第334話 パーフェクトマッチ

    ▽第三百二十六話 パーフェクト・マッチ


 リッチ・キングが行ったことは広域に及ぶ――ライフ・ドレインのようでした。上空に飛びながら、戦士たちから命を奪い取っているようですね。


 しかし。


 ジークハルトが地上より光を纏った剣を一閃しました。いわゆる飛ぶ斬撃という奴ですね。それだけでリッチ・キングは技を解除して回避に専念させられます。

 その攻撃は必殺技ではありません。

 つまり連打が可能ということ。ジークハルトがぶんぶんと剣を振るう度、信じられない火力の光刃が連続で放たれていきます。


 ラスボスみたいな攻撃ですね。


 アトリも地上より【閃光魔法】と【鎖術】で攻撃を加えていきます。

 ジークハルトが敵を避けさせ、アトリの魔法と鎖が敵を削っていきます。

 とくに鎖は厄介であり、リッチ・キングの意識の外から命中し、時に打撃、時に拘束を行いました。縦横無尽の扱い。まだスキルレベル30とは信じられません。


「もしや、アトリは鎖のパーフェクト・マッチでしたか?」


 パーフェクト・マッチ。

 それはジークハルトの【剣術】にも言える現象でした。この世界には【スキルシステム】が実装されています。


 ならば。

 たとえばまったく同じ条件の【剣術】使いが争ったとしましょう。
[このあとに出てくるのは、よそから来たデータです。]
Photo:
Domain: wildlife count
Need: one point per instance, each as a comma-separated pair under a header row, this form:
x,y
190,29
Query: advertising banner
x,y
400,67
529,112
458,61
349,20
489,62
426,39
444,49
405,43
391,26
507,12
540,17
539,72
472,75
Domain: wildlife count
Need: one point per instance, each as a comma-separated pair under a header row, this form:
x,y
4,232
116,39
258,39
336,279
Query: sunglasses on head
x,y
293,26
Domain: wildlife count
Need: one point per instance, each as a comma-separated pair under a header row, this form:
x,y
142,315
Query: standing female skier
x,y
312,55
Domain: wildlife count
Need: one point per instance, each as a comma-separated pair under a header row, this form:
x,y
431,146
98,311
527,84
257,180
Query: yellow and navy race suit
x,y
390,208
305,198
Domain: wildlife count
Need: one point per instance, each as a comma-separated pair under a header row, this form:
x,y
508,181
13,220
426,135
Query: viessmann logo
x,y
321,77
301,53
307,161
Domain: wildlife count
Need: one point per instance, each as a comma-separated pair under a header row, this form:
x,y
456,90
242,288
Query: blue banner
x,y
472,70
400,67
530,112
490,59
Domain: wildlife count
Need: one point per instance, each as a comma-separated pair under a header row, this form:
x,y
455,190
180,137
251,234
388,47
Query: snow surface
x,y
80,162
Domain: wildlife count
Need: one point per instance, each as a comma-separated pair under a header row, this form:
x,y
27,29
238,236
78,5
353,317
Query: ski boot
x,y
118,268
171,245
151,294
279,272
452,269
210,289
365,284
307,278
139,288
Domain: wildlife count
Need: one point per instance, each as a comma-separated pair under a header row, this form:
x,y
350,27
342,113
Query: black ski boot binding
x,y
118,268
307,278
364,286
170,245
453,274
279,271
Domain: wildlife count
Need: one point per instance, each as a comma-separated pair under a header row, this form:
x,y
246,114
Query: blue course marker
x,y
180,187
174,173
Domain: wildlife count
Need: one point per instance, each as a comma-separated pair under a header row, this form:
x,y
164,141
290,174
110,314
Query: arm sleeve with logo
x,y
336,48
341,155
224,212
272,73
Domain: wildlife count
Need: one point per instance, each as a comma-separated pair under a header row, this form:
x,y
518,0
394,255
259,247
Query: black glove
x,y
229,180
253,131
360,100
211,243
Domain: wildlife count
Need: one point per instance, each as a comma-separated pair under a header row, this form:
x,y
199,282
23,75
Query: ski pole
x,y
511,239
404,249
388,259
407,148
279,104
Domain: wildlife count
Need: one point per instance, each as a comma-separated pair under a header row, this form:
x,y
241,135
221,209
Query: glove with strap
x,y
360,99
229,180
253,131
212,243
彼らはレベルもステータスもスキル構成もまったく同じだと仮定します。

 

 その二人が戦ったとすれば、戦果は拮抗するのかと問われれば――違います。


 まったく同じレベルでも実力には差が出るのです。

 身近な例でならば、ヘレンとギースが同じ条件で【剣術】オンリーで戦えば確実にヘレンが勝ちます。


 その差は何か。


 才能、としか言いようがないでしょう。

 メメやジークハルトを筆頭とした、スキルレベルを超越した才能の持ち主が、自分に合致した武器を使うことをパーフェクト・マッチと言います。


 アトリのスキル構成は私が一から十まで決めました。

 おそらく、私が手を加えなかったら自動で【鎖術】を手に入れていたことでしょう。そして、予測に過ぎませんけれど、ヨヨ戦前には最上の領域に至っていたのでは……ま、まあ良いでしょう。
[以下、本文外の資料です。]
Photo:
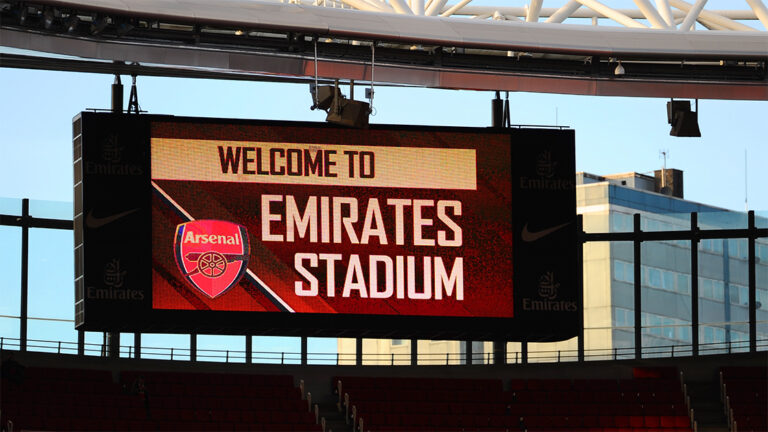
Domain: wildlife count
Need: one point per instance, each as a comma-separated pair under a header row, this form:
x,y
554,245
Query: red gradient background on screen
x,y
478,264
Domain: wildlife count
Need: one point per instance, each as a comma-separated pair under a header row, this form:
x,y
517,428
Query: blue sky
x,y
613,134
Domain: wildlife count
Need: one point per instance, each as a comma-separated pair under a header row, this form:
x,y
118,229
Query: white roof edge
x,y
535,37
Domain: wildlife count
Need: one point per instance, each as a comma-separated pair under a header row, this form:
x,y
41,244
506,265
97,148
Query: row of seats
x,y
500,409
645,404
745,394
75,399
557,422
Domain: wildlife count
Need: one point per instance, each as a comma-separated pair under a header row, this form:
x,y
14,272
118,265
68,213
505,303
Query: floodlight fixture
x,y
323,96
99,23
72,22
49,17
124,27
685,123
23,14
619,71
 だって結局、【鎖術】はアトリの手にあるわけですしね?


「最後にモノを言うのは才能。悲しいですけれど、そうでなくば理不尽すぎますからね」


 凡人が努力をしても才人に勝てないのは、才能の差。

 そうでなくばあまりにも凡人が救われません。才能の差でないならば、努力の差や熱意の差になってしまいますからね。


 才能というものは恐ろしいほど絶対的なものです。

 努力や熱意で覆される程度の「才」は「才能」とは言いません。

 とはいえ、才能がなくても才能がある者には勝ててしまいますが。要は同じ土俵で戦わなければ良いだけです。
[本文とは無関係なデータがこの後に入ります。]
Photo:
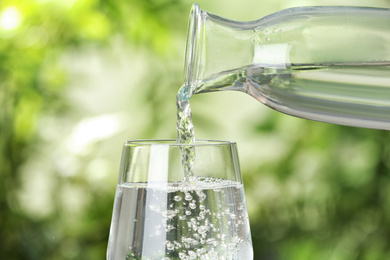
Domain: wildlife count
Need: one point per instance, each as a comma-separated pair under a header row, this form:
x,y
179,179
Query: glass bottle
x,y
329,64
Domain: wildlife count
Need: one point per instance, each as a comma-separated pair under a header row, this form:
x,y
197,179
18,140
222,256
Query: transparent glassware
x,y
158,215
329,64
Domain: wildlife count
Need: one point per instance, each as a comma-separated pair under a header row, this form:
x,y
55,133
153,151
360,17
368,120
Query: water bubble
x,y
169,214
203,229
169,228
192,254
170,246
202,196
192,205
188,196
183,256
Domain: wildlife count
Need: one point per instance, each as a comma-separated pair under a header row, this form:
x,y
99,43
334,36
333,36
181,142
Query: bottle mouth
x,y
191,63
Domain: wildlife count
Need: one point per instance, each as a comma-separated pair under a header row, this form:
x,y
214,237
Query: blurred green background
x,y
79,78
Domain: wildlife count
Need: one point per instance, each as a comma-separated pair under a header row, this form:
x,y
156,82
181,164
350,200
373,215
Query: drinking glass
x,y
159,214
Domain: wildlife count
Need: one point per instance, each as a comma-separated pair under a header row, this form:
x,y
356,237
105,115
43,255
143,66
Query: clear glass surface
x,y
159,215
329,63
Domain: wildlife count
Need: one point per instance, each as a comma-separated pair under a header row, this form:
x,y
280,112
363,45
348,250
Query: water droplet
x,y
188,196
192,205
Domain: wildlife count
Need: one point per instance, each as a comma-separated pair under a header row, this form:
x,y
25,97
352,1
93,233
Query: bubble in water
x,y
170,246
203,229
192,205
192,254
182,256
169,214
188,196
169,228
 私は闇で敵の視界を狭め、さらにアトリの攻撃を命中させていきます。


「ですが、自分の土俵に巻き込むことも……実力のうち。アトリ、さっさとカラミティーを仕留めてイビル・フェニックスに挑みま――」

「――!」


 私が言い終えるよりも先に、なんと隣で展開されていたカラミティー・フィールドが解除されてしまいました。

 中から飛び出してきたのは、無傷のイビル・フェニックスでした。


 もしや。

 と最悪の想像が脳裏を過ぎりました。

 全滅。

 の二文字がちらつく中、その想像をねじ伏せるように元気な声が聞こえてきました。


「なんや!? いきなり何がおきたん!?」

「不思議だね、イビル・フェニックス? 逃げたの、イビル・フェニックス? びっくりだね、イビル・フェニックス? 何をするの、イビル・フェニックス? 撃って良い、みんな?」


 メメとルーの二人でした。

 その他、カラミティー・レイドに参加していた強者たちがぞろぞろと現れます。残念ながら雑兵たちはほとんど残っていませんけれど。


 そして、雑兵が消えたところで戦力が減るわけではありません。

 カラミティー戦に於いて強者が連続で落ちるということは「負ける」ということです。幸い戦闘が続いているのならば生きているのは当然でした。


 私たちが一般兵士たちを連れてきているのは、あくまでもカラミティー戦前、と後に消耗したり、疲労を突かれて殺されぬための保険です。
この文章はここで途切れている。